OFF-CHAIN APPLICATION DEVELOPMENT FRAMEWORK
Because the state dependency graph requires a dedicated development framework. According to the usability principle, DAG provides a complete SDK for creating, tracking, and providing a complete solution for off-chain status. Through the SDK, the speed of popularizing DAG’s off-chain solutions has been improved, and it has a good reflection on the applicability of popularization.
Generally, we divide decentralized applications into two categories: simple applications and more complex multiparty applications. Microservices from real-world entities (such as data relay) and streaming media networks that pass through do not need to conditionally rely on other off-chain states, nor do they need a streamlined transport layer API on top of the routing layer. This situation can be met.
The multi-party application scenario has a relatively complex general structure. The SDK defines a set of design patterns and a common framework for developers to express conditional dependencies. We plan to extend existing smart contracts, through annotation processing and dependency injection, so that dependency information can be explicitly expressed without interference. The compiler detects invalid or unfillable dependencies and generates human-readable errors to help developers debug.
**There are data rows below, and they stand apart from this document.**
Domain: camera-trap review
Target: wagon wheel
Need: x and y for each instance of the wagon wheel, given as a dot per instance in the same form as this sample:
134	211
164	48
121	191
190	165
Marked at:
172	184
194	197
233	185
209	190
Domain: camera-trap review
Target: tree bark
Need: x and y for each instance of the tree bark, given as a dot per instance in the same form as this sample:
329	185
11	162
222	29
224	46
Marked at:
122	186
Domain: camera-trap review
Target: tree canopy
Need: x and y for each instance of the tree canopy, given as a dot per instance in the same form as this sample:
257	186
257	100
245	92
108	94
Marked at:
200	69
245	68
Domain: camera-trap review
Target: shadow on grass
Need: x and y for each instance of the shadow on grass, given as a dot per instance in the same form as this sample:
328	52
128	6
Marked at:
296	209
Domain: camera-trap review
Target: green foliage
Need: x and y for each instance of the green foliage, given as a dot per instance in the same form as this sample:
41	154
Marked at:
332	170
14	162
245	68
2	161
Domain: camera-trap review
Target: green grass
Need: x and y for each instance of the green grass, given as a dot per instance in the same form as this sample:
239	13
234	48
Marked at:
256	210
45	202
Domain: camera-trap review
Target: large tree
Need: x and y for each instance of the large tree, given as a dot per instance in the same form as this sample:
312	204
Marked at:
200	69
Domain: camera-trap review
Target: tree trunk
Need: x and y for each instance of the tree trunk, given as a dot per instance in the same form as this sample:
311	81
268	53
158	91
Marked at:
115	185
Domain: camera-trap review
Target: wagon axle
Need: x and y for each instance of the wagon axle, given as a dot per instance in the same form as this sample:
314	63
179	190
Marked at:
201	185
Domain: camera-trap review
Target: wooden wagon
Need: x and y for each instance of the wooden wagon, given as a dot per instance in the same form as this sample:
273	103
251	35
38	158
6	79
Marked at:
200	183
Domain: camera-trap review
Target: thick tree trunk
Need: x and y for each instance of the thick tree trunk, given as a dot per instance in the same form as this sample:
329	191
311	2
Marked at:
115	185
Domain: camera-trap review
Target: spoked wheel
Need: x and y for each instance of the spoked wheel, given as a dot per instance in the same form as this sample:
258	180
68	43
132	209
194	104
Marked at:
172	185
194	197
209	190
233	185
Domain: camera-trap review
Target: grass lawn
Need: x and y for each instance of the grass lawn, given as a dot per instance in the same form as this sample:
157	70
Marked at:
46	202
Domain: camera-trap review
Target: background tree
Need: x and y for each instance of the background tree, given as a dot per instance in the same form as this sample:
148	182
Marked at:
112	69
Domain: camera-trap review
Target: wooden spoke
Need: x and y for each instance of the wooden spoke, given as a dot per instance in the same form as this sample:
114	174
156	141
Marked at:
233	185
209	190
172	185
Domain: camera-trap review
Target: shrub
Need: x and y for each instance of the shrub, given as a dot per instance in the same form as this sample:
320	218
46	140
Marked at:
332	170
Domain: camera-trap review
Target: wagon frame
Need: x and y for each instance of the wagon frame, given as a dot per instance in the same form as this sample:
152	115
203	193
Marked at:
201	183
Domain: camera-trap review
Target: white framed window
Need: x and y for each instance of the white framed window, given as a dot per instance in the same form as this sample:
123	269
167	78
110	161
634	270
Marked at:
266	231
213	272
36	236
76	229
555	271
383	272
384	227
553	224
To help developers further reason about dependencies, the SDK will be able to serialize charts into common formats and make them easy to imagine and present. The SDK also provides a code generator parses the application binary interface (ABI), which specifies all callable functions in a signed smart contract, and generates bridge methods in the corresponding platform-specific language (Such as Java). The main advantage is that this method is type-safe and can run faithfully in smart contracts, providing static and powerful compile time, and when the method is dispatched to a second-tier network runtime, it is checked before execution. On the network side, the lifecycle of a multi-party communication DApp is handled during runtime. It also provides a set of metadata for secure multiparty computing, capable of supporting complex user scenarious such as games, communications.
If the receiver fails, whether it is an abnormal stop or a Byzantine conflict, the runtime will forward the dispute to the on-chain state. When the client enters a hang, the runtime handles the exception and performs a corresponding rollback. When the client comes back online, the runtime synchronizes the local state with the on-chain state. We name the decentralized applications running on the DAG DApps.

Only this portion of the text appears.